Here I give a brief pedagogical description of the results of Blanton et al. (2003g). The basic result is that color and luminosity are the galaxy properties (of those which we have considered) that are related to environment most independently of the others.
Blanton et al. (2003c) present the joint bivariate distributions of a number of optical galaxy properties, such as color, luminosity, surface brightness, profile shape, and local overdensity. There exists a pedagogical description of those results.
First let us review the properties we are going to be considering:
Here, just consider the joint distribution of color and absolute magnitude:
Here we show the one-dimensional distributions on the diagonal and the
bivariate distributions on the off-diagonals. The greyscale is a
square root stretch and the contours enclose 33%, 68%, 95% and 99% of
the number density (from high to low). Several scientifically
interesting features appear, including the clear red and blue
sequences. It is bivariate plots like this that form the basis of the
results in Blanton et al
(2003c).
We can also consider all of the bivariate distributions between the properties:
The details of this plot are discussed in Blanton et al. (2003c). For now just
note that the relationships are complex and interesting. Many of the
trends have been known for many years, but here we see them at high
signal to noise.
Hogg et al. (2003b) discuss the application of the local environmental indicator described by Eisenstein (2003) to the SDSS. The mean of the indicator for many galaxies corresponds to the mean three-dimensional overdensity field smoothed with a Gaussian with sigma of 1 Mpc/h.
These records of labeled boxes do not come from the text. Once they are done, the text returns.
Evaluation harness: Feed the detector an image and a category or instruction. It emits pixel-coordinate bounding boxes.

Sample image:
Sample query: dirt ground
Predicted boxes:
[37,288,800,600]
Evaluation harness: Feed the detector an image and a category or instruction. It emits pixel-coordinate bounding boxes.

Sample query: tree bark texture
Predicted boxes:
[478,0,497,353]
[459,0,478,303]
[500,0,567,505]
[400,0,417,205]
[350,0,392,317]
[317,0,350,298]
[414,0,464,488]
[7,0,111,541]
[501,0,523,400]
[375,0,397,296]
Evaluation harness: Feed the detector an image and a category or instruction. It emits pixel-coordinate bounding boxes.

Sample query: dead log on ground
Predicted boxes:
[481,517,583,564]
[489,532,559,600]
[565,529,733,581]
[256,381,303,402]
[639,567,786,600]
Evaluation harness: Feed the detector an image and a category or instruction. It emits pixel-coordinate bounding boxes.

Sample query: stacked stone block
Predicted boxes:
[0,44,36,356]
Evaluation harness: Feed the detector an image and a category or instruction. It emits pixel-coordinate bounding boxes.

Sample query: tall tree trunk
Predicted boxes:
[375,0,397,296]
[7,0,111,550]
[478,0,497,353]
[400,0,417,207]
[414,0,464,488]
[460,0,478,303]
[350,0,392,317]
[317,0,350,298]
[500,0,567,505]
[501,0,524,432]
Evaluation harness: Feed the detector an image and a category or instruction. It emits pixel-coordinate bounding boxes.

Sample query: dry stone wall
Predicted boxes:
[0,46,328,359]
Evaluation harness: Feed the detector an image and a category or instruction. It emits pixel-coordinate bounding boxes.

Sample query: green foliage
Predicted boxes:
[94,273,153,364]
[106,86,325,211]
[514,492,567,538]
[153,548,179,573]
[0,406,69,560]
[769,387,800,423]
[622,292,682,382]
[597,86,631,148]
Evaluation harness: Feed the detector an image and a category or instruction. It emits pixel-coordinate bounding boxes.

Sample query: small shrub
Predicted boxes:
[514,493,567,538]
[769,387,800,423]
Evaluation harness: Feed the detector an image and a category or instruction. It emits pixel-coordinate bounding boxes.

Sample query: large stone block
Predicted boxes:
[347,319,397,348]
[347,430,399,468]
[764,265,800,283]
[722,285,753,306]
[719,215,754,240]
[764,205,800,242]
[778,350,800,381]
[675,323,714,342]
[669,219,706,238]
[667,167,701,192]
For example, consider the dependence of overdensity on luminosity. We can take galaxies within 0.5 magnitudes of a specific luminosity and calculate the mean overdensity for such galaxies. The result of doing so at all luminosities for our sample yields the following plot:
Clearly the overdensity which a galaxy is in is strongly related to
its luminosity.
We can go further, however. We can look at the bivariate dependence of mean overdensity on luminosity and color simultaneously:
Here the diagonal plots show the
dependence on each parameter alone, while the off-diagonal plots show
the dependence jointly on the two parameters as a contour plot (shaded
such that higher mean overdensities are darker. This result is the focus
of Hogg et
al. (2003b). Interestingly, there is a clustered population of low
luminosity, red galaxies, a strong dependence of environment on
luminosity for bright galaxies, and a strong dependence of environment
on color for blue galaxies.
One might note that we do not extend to very low luminosity. This is because the low luminosity galaxies are at low redshift, and the deprojection operator fails to work well when the edges of the survey are too close.
Of course, we can look at the dependence on mean density of all the properties:
We discuss these plots in detail in
Blanton et al. (2003g). They reveal dependence on Sersic index
and surface brightness as well as color and luminosity.
Is this dependence independent of color and luminosity? In the paper, we argue that there is not much residual dependence on Sersic index once the dependence on color and luminosity is accounted for. The easiest way to see this result is to divide the galaxies into bins of luminosity and look at the joint dependence of density on color and each of the other properties. Consider the figure:
Each row corresponds to a different
range of luminosities. At high luminosity (at the bottom) there is a
strong dependence of environment on surface brightness and Sersic
index, in the sense that lower surface brightness, less concentrated
galaxies are in denser regions. This dependence is weaker at lower
luminosities, and it is still in the sense that less concentrated
galaxies are in denser regions.
The basic result is the following: at fixed luminosity and color, there is not a strong relationship between density and either Sersic index or surface brightness. To the extent that such a relationship exists, at very high concentration or surface brightness the density decreases.